Google talks with Marvell to add a third custom AI inference chip partner

SiliconFeed EditorialApril 19, 2026

AI chips custom silicon Google Marvell Broadcom

Sections and tags — in the Topics menu Search the feed

At a glance:

Google is in talks with Marvell Technology to design a memory processing unit and an inference‑optimised TPU for its data‑center AI workloads.
The move adds Marvell as a third design‑services partner alongside Broadcom and MediaTek in Google’s custom silicon supply chain.
Industry analysts project the custom AI accelerator market to reach $118 billion by 2033, driven by a shift toward inference‑heavy compute.

What the talks involve

Google’s internal teams have approached Marvell Technology about two specific chips, according to a report from The Information. The first is a memory processing unit (MPU) that would sit alongside Google’s existing Tensor Processing Units, helping to accelerate data movement for large models. The second is a new TPU built specifically for inference, the phase where trained models serve user queries rather than learning from new data.

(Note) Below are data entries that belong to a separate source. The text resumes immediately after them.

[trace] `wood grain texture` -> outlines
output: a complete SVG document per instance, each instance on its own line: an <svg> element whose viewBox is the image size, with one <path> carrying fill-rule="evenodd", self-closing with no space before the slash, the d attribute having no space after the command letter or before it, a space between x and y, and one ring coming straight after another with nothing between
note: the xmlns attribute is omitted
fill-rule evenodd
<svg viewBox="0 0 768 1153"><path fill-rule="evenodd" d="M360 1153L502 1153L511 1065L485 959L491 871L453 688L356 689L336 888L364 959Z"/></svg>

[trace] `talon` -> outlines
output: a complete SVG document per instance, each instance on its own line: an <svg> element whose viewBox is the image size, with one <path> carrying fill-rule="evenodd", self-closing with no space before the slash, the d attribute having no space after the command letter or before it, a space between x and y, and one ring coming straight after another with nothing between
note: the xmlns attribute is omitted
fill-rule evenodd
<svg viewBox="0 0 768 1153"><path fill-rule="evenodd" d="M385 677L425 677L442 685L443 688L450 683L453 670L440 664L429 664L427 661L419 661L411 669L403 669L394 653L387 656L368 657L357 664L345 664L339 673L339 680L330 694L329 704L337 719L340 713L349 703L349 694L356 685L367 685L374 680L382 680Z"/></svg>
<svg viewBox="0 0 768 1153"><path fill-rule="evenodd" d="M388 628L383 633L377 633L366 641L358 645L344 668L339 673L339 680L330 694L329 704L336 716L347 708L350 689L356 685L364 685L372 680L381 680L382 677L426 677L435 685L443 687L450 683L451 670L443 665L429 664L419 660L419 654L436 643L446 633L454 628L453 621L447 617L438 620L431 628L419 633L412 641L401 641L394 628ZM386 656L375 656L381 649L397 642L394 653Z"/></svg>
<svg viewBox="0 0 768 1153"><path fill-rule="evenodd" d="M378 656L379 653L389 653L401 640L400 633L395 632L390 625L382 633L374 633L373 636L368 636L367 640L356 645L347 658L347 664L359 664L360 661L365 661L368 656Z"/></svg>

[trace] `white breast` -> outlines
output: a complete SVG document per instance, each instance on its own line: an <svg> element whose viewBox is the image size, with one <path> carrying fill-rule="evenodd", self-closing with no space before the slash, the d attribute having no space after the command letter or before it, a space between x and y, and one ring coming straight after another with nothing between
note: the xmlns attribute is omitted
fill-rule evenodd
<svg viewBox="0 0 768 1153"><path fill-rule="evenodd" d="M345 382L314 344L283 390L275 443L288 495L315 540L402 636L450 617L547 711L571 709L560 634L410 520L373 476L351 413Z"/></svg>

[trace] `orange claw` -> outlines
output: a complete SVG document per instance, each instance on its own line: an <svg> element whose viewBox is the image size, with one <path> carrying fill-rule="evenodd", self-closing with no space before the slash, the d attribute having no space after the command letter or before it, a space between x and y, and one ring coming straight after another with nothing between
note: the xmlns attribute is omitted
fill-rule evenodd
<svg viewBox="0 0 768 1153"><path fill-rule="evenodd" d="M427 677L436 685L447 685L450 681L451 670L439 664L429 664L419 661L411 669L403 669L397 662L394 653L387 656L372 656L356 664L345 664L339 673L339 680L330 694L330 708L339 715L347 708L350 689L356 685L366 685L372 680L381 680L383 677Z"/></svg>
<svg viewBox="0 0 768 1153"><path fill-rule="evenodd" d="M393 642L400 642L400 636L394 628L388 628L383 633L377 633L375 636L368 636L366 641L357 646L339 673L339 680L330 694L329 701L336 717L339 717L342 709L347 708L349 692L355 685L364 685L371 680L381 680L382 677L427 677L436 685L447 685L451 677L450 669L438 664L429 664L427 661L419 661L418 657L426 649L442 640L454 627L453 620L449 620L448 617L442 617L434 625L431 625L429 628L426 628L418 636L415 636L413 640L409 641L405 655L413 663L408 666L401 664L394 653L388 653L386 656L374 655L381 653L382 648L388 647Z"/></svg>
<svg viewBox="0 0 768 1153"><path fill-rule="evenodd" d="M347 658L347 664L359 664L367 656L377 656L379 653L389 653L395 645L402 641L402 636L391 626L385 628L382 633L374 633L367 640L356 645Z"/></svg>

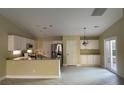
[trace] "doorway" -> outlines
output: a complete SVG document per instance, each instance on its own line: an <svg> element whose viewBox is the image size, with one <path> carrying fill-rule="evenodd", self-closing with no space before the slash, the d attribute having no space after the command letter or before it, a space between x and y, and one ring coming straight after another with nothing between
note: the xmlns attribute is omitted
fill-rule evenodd
<svg viewBox="0 0 124 93"><path fill-rule="evenodd" d="M105 68L117 73L117 39L107 38L104 41Z"/></svg>

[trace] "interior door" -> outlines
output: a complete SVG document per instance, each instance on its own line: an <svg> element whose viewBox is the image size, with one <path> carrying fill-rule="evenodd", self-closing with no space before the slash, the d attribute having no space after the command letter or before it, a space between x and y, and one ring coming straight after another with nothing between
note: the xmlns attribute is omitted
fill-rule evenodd
<svg viewBox="0 0 124 93"><path fill-rule="evenodd" d="M76 65L77 63L77 41L66 41L66 61L67 65Z"/></svg>
<svg viewBox="0 0 124 93"><path fill-rule="evenodd" d="M105 67L113 72L117 72L117 47L116 39L105 40Z"/></svg>

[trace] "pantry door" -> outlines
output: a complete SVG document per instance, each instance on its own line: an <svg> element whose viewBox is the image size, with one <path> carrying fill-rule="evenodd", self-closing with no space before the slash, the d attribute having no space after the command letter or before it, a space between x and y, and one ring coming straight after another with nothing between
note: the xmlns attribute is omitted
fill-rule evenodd
<svg viewBox="0 0 124 93"><path fill-rule="evenodd" d="M66 61L67 65L76 65L78 61L77 55L77 40L66 41Z"/></svg>
<svg viewBox="0 0 124 93"><path fill-rule="evenodd" d="M105 40L105 67L113 72L117 72L117 40L108 38Z"/></svg>

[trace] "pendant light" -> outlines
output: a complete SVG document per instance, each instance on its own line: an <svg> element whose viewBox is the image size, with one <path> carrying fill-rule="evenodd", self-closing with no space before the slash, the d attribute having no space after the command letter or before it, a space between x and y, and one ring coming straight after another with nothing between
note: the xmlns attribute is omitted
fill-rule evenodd
<svg viewBox="0 0 124 93"><path fill-rule="evenodd" d="M84 36L83 36L83 43L82 43L82 45L87 46L88 40L86 40L86 27L84 27L83 29L84 29Z"/></svg>

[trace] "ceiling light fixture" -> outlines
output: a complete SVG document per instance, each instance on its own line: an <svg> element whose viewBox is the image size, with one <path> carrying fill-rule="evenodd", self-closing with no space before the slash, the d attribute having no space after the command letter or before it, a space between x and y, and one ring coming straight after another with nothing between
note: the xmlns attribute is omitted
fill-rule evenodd
<svg viewBox="0 0 124 93"><path fill-rule="evenodd" d="M82 45L87 46L88 40L86 40L86 27L83 28L84 36L83 36L83 43Z"/></svg>

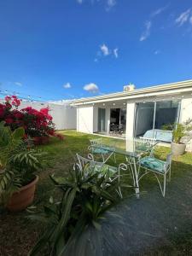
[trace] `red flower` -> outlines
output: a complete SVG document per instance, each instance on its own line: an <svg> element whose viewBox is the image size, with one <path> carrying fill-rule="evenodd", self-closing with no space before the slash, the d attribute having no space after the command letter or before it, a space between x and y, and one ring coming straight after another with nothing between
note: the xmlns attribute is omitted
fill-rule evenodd
<svg viewBox="0 0 192 256"><path fill-rule="evenodd" d="M12 118L6 118L4 120L5 120L5 123L8 125L13 124L13 122L14 122Z"/></svg>
<svg viewBox="0 0 192 256"><path fill-rule="evenodd" d="M7 96L5 98L4 98L5 102L9 102L11 101L11 97Z"/></svg>

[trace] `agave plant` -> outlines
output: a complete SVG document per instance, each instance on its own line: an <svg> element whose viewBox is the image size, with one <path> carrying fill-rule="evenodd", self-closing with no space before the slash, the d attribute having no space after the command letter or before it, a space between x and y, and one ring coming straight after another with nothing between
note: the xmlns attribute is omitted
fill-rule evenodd
<svg viewBox="0 0 192 256"><path fill-rule="evenodd" d="M12 131L4 122L0 123L0 202L5 203L10 195L35 177L42 168L42 155L28 149L23 140L25 131L20 127Z"/></svg>
<svg viewBox="0 0 192 256"><path fill-rule="evenodd" d="M112 182L108 173L98 173L90 166L79 171L75 166L67 179L54 176L50 179L61 191L61 196L59 200L51 197L43 211L28 209L30 219L45 223L31 256L46 246L49 255L67 255L73 241L89 228L100 229L99 221L104 212L119 201L118 194L114 195L117 179Z"/></svg>

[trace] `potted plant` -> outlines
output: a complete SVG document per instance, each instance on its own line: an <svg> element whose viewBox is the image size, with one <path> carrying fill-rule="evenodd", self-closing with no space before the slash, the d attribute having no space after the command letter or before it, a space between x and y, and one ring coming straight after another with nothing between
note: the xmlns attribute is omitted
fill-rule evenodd
<svg viewBox="0 0 192 256"><path fill-rule="evenodd" d="M10 211L20 211L34 198L43 153L28 148L22 127L11 131L0 123L0 202Z"/></svg>
<svg viewBox="0 0 192 256"><path fill-rule="evenodd" d="M184 124L177 123L172 132L172 152L174 155L181 155L184 154L186 149L186 143L184 143L184 137L192 130L192 119L187 120Z"/></svg>
<svg viewBox="0 0 192 256"><path fill-rule="evenodd" d="M50 176L61 193L56 193L56 197L50 196L49 201L40 211L36 211L34 207L28 208L30 219L45 224L38 241L29 253L30 256L37 255L44 248L48 249L48 255L76 255L73 252L74 241L79 245L75 248L77 252L85 250L82 247L86 243L79 241L79 238L84 236L82 233L86 230L90 239L91 234L100 229L104 213L120 200L116 193L118 179L111 181L108 171L104 171L99 172L94 167L85 166L80 172L75 166L67 179ZM92 247L97 247L96 255L102 255L102 247L98 241L102 241L102 237L93 238L89 243L96 242Z"/></svg>

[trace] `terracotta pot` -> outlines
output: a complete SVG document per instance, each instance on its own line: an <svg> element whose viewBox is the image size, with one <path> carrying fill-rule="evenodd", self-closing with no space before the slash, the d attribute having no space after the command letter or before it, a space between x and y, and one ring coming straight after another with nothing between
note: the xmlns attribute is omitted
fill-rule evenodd
<svg viewBox="0 0 192 256"><path fill-rule="evenodd" d="M49 137L48 136L34 137L32 140L35 145L42 145L48 143L49 141Z"/></svg>
<svg viewBox="0 0 192 256"><path fill-rule="evenodd" d="M31 205L34 199L38 181L38 176L36 176L32 182L15 192L8 203L7 208L11 212L18 212L26 209Z"/></svg>
<svg viewBox="0 0 192 256"><path fill-rule="evenodd" d="M48 136L44 136L41 137L41 143L47 144L49 141L49 137Z"/></svg>
<svg viewBox="0 0 192 256"><path fill-rule="evenodd" d="M185 148L186 148L186 144L184 143L172 143L171 145L171 148L172 148L172 153L177 156L177 155L181 155L183 154L185 152Z"/></svg>

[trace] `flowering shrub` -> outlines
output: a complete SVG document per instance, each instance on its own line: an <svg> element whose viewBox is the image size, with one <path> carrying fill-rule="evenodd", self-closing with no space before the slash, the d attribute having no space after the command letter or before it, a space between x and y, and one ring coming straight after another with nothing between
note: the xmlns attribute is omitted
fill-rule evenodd
<svg viewBox="0 0 192 256"><path fill-rule="evenodd" d="M0 121L5 121L12 131L23 127L26 137L55 136L63 139L61 135L55 133L52 116L49 114L49 108L41 108L38 111L27 107L19 110L20 100L15 96L8 96L4 100L5 102L0 104Z"/></svg>

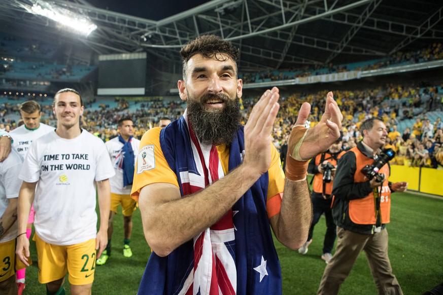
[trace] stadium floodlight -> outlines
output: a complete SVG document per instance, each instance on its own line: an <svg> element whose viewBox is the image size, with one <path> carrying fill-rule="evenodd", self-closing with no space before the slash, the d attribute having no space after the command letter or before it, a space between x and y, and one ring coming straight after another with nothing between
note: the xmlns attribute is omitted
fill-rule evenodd
<svg viewBox="0 0 443 295"><path fill-rule="evenodd" d="M86 36L97 28L97 26L85 16L51 5L45 1L38 1L30 8L29 12L47 17Z"/></svg>

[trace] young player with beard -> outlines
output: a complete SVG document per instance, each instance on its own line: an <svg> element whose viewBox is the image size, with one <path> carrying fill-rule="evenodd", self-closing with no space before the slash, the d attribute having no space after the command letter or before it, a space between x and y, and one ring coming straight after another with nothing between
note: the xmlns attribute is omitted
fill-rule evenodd
<svg viewBox="0 0 443 295"><path fill-rule="evenodd" d="M10 134L15 139L12 148L16 151L22 157L24 158L27 150L33 140L53 131L53 127L40 122L42 117L40 105L34 100L28 100L22 103L19 107L20 115L23 123L21 126L17 128L10 132ZM32 225L34 222L34 207L31 206L31 211L26 226L26 237L29 239L32 231ZM25 288L25 276L26 269L17 271L17 285L18 288L18 295L21 295Z"/></svg>
<svg viewBox="0 0 443 295"><path fill-rule="evenodd" d="M46 284L47 294L64 294L68 272L71 293L90 294L96 251L99 257L108 243L109 178L115 172L103 142L80 127L84 107L76 90L56 93L53 110L57 129L32 142L19 175L23 180L19 195L19 235L25 232L33 202L39 281ZM26 237L19 235L16 253L26 265L29 245Z"/></svg>
<svg viewBox="0 0 443 295"><path fill-rule="evenodd" d="M269 140L279 90L265 92L244 128L238 50L205 35L180 53L178 86L187 109L145 134L136 163L131 194L153 251L139 294L281 293L269 225L291 249L306 241L312 219L307 160L339 136L339 109L330 92L322 121L306 130L310 106L303 104L285 177Z"/></svg>

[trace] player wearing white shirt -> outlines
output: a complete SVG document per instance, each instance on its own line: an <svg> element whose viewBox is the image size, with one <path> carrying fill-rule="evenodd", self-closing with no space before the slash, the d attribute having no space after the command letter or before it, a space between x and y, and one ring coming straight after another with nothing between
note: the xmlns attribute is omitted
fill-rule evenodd
<svg viewBox="0 0 443 295"><path fill-rule="evenodd" d="M13 151L0 162L0 294L17 294L15 270L24 267L15 254L17 203L21 180L17 175L22 160ZM26 232L23 233L26 234Z"/></svg>
<svg viewBox="0 0 443 295"><path fill-rule="evenodd" d="M134 175L134 163L140 141L132 137L134 123L131 119L128 118L121 119L118 125L119 136L105 143L114 164L115 175L109 180L111 182L111 211L108 227L108 246L101 256L97 260L97 265L104 265L111 256L111 238L113 229L112 223L120 204L124 229L123 256L129 257L132 255L129 242L132 231L132 213L135 209L136 202L131 198L130 194Z"/></svg>
<svg viewBox="0 0 443 295"><path fill-rule="evenodd" d="M20 106L20 114L24 124L9 133L14 138L13 149L23 159L33 140L55 129L40 122L42 117L40 110L40 105L34 100L22 103Z"/></svg>
<svg viewBox="0 0 443 295"><path fill-rule="evenodd" d="M48 294L64 294L66 272L72 293L90 294L95 252L98 249L99 257L108 242L109 178L115 172L103 142L80 128L83 109L76 91L62 89L55 94L57 129L32 142L19 176L23 182L18 230L25 230L33 202L39 281L46 284ZM100 209L98 232L95 185ZM27 264L29 241L23 236L17 238L16 253Z"/></svg>
<svg viewBox="0 0 443 295"><path fill-rule="evenodd" d="M24 159L27 150L33 140L39 137L54 131L54 127L40 123L42 117L40 105L34 100L28 100L20 106L20 114L24 124L10 132L13 138L12 149L17 151L21 157ZM26 237L29 239L31 235L32 223L34 222L34 208L31 207L31 211L26 226ZM26 269L17 271L17 284L18 295L21 295L25 288L25 277Z"/></svg>

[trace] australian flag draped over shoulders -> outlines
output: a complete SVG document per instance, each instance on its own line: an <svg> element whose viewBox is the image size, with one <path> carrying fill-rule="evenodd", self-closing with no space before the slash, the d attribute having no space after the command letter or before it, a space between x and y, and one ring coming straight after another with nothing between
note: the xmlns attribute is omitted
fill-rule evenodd
<svg viewBox="0 0 443 295"><path fill-rule="evenodd" d="M201 146L187 123L185 112L160 135L182 196L224 176L216 148ZM230 147L229 171L241 163L244 149L242 127ZM138 294L281 294L280 265L266 211L268 182L266 173L215 225L168 256L153 252Z"/></svg>

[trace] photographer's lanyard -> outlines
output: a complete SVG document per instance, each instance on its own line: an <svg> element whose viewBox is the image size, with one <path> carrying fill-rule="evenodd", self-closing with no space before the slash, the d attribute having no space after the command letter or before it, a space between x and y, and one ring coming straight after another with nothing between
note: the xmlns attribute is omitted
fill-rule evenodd
<svg viewBox="0 0 443 295"><path fill-rule="evenodd" d="M376 228L374 231L376 232L380 232L382 228L382 212L380 210L380 191L379 190L380 187L378 187L374 188L374 204L376 209Z"/></svg>

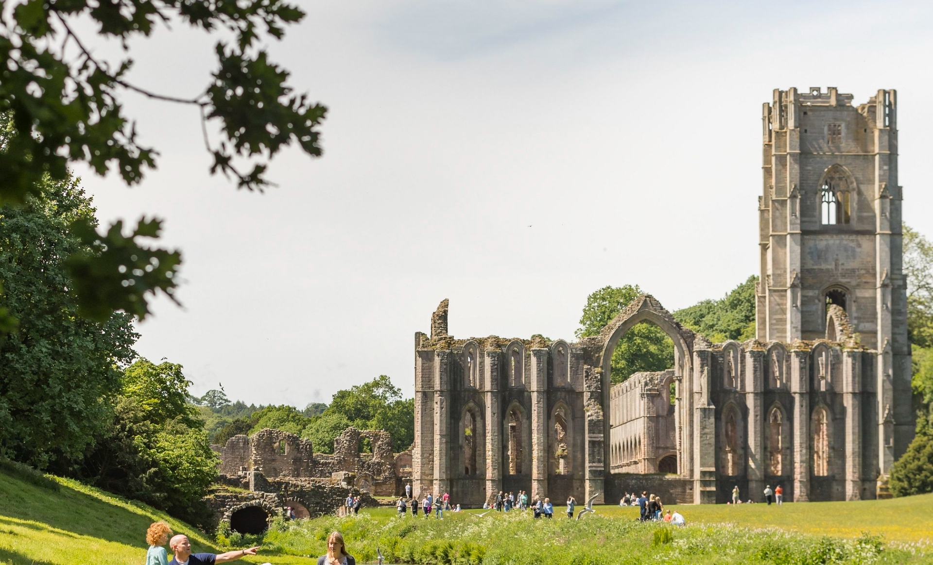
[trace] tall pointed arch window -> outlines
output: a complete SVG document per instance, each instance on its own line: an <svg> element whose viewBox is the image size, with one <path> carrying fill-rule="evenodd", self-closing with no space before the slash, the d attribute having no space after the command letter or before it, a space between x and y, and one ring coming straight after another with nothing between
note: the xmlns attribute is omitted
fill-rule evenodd
<svg viewBox="0 0 933 565"><path fill-rule="evenodd" d="M852 195L845 175L838 167L830 169L820 186L820 223L848 224L852 216Z"/></svg>
<svg viewBox="0 0 933 565"><path fill-rule="evenodd" d="M768 418L768 472L784 475L784 421L781 411L774 407Z"/></svg>
<svg viewBox="0 0 933 565"><path fill-rule="evenodd" d="M822 407L814 414L814 475L829 475L829 422Z"/></svg>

Marvell would act in a design‑services capacity, similar to MediaTek’s role on Google’s recently announced Ironwood TPU. The discussions are still at an exploratory stage and no contract has been signed, but the timing follows Broadcom’s announcement of a long‑term, through‑2031 agreement to supply TPUs and networking components for Google.

Why inference matters now

Google’s seventh‑generation TPU, Ironwood, launched this month as “the first Google TPU for the age of inference.” It delivers ten‑times the peak performance of the previous TPU v5p and can scale to 9,216 liquid‑cooled chips in a super‑pod that consumes roughly 10 MW and produces 42.5 FP8 exaflops. Google plans to build millions of Ironwood units this year.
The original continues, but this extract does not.